Mettez-vous sur un même plan la déception ressentie par la France avec Barack Obama lors de son refus de bombarder le régime syrien en 2013 et les doutes actuels sur la fiabilité de l’allié américain?
Ce n’est pas de même nature. Le recul du président Obama sur la Syrie n’a pas conduit l’Amérique à mettre en doute une conception multilatérale de la gestion des affaires du monde. Nous sommes aujourd’hui confrontés à une incertitude beaucoup plus grande, à une forte imprévisibilité. Tous mes collègues partagent ce constat. Les enjeux complexes et importants, auxquels nous faisons face, se prêtent mal à des « deals ». De même, on ne règle aucune crise internationale en 140 caractères. Face aux périls, aux inégalités, au terrorisme, aux grands dangers du monde, si on ne prend pas ces problèmes à bras le corps collectivement, si c’est chacun pour soi, alors on laisse la voie libre aux extrémismes.
Vous croyez vraiment que Donald Trump et Vladimir Poutine veulent affaiblir l’Europe?

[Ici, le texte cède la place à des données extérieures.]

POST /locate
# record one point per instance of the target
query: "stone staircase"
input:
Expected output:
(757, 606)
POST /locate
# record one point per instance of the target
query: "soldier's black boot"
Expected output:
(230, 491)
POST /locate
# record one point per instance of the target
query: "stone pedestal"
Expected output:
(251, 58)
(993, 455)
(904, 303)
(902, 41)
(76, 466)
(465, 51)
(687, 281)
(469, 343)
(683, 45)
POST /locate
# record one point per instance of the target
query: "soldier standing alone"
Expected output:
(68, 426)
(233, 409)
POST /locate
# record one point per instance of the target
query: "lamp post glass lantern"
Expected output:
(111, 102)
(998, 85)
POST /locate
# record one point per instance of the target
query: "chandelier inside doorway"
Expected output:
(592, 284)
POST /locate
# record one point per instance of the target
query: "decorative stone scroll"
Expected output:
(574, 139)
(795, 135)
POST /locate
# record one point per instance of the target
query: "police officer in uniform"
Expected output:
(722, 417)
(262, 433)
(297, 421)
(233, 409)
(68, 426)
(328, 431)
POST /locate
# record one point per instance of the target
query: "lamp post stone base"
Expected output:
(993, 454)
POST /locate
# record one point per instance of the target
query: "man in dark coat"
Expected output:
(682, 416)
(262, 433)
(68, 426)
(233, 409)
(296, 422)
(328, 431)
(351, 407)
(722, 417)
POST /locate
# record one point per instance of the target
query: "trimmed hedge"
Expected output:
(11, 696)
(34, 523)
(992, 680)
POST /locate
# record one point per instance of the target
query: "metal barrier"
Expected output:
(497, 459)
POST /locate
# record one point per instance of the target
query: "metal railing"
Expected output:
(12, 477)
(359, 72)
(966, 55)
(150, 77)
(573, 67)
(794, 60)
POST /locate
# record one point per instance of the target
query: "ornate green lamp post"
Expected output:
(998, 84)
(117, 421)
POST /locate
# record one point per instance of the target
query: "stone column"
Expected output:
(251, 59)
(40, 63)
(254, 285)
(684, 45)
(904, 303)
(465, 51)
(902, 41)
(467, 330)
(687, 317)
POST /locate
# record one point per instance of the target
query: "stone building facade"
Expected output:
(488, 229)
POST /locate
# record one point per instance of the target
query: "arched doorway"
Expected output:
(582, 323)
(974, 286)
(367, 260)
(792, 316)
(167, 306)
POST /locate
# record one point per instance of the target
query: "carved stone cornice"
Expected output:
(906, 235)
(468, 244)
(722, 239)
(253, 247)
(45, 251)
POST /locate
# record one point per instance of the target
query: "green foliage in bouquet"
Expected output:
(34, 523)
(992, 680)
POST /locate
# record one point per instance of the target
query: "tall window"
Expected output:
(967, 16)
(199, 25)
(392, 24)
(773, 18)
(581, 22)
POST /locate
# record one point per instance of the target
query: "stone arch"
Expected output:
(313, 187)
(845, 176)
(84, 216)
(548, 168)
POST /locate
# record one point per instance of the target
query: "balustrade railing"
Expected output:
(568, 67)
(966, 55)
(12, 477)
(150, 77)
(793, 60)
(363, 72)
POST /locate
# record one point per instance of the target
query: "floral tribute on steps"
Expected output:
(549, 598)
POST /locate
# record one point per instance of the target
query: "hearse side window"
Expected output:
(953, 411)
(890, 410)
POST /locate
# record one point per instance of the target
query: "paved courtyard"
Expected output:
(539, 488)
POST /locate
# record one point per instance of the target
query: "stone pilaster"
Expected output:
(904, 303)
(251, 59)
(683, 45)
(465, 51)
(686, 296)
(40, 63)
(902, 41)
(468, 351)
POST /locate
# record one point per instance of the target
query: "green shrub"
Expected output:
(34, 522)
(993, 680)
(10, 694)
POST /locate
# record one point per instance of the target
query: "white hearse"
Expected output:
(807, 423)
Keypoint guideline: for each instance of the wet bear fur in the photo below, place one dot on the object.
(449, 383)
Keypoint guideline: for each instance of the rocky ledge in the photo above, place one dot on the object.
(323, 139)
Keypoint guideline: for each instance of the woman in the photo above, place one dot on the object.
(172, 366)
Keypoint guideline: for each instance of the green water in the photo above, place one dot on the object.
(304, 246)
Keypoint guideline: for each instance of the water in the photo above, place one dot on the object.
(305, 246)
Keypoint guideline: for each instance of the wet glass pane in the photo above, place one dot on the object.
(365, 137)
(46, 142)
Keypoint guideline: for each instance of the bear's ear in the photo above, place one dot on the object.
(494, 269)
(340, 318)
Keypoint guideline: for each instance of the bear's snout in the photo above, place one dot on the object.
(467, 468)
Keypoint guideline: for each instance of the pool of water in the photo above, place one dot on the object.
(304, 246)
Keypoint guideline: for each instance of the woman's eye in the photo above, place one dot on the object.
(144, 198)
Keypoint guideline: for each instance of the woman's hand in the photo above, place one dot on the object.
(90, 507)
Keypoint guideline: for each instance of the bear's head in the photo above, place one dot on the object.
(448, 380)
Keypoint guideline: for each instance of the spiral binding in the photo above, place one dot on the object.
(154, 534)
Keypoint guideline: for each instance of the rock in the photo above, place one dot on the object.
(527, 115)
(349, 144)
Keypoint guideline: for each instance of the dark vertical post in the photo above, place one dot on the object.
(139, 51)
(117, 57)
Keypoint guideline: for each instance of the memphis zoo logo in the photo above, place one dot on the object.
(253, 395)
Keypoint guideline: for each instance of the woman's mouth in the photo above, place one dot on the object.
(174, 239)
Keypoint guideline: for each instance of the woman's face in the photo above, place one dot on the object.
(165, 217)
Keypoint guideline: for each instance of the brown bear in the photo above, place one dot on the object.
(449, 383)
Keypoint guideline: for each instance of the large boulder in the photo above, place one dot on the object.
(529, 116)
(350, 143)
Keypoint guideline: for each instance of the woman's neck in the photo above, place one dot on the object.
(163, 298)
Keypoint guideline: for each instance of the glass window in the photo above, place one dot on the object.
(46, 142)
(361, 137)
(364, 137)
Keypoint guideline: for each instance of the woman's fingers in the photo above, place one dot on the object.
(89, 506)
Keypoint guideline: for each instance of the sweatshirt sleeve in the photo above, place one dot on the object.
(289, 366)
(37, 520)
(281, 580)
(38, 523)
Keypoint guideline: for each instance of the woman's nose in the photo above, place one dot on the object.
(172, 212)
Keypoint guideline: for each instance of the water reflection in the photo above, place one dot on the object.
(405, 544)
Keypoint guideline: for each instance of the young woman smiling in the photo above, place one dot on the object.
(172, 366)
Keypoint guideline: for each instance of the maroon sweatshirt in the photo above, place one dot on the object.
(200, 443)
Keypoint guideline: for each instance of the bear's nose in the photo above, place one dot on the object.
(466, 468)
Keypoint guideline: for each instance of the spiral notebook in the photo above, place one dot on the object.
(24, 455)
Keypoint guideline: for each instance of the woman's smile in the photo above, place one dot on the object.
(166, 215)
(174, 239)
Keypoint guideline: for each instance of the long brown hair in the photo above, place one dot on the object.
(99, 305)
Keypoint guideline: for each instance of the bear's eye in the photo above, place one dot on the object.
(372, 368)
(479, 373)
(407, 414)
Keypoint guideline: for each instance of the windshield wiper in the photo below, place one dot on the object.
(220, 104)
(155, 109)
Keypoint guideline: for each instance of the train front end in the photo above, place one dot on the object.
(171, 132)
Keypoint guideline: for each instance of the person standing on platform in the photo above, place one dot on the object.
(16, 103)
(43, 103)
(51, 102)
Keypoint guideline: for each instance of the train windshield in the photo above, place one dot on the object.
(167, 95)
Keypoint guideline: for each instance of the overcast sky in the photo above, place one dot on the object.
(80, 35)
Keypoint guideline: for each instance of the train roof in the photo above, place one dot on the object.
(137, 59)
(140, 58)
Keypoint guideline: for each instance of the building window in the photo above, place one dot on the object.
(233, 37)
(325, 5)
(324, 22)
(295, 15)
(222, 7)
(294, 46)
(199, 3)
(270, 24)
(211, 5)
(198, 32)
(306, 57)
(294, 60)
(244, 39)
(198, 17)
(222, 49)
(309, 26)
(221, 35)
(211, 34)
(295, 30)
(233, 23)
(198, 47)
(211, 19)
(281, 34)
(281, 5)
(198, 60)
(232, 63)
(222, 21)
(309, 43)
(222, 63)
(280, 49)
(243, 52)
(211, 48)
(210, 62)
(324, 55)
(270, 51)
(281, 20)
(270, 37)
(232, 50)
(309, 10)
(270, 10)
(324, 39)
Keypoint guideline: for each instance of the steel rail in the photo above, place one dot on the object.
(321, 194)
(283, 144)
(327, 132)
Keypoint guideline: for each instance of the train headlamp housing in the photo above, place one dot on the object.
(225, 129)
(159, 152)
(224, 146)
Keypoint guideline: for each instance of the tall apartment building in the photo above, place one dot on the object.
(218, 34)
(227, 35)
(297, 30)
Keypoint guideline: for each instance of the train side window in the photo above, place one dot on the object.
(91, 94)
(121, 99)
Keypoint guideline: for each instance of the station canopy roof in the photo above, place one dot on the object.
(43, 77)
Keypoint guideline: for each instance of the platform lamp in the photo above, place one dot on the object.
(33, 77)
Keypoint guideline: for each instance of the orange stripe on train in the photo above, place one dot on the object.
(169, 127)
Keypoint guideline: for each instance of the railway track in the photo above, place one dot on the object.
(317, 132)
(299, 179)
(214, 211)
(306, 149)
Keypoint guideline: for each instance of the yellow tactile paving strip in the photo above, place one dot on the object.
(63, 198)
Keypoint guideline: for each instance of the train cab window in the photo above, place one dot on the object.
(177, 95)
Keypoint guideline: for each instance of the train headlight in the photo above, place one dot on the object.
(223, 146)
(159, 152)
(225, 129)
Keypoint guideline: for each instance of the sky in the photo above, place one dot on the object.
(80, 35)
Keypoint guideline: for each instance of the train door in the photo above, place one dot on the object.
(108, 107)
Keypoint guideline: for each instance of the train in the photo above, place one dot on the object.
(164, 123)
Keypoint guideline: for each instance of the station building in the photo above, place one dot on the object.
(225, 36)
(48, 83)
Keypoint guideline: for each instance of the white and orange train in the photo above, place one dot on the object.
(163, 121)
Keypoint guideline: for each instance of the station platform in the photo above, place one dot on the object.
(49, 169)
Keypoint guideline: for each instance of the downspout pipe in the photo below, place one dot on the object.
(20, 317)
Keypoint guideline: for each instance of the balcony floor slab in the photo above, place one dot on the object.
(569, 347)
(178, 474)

Certaines attitudes ou déclarations peuvent le laisser penser. Il suffit de regarder pour quels candidats, à savoir Marine Le Pen ou François Fillon, la Russie exprime des préférences, dans la campagne électorale française, alors qu’Emmanuel Macron, qui développe un discours très européen, subit des cyber-attaques. Cette forme d’ingérence dans la vie démocratique française est inacceptable et je la dénonce. La Russie est la première à rappeler que la non-ingérence dans les affaires intérieures est un principe cardinal de la vie internationale. Et je la comprends. Et bien la France n’acceptera pas, les Français n’accepteront pas qu’on leur dicte leurs choix. Je le redis avec force, l’intérêt de la Russie, des Etats-Unis et du reste du monde, c’est d’avoir une Europe stable, qui fonctionne, assume ses responsabilités et joue tout son rôle en faveur de la paix, de la prospérité et du développement durable.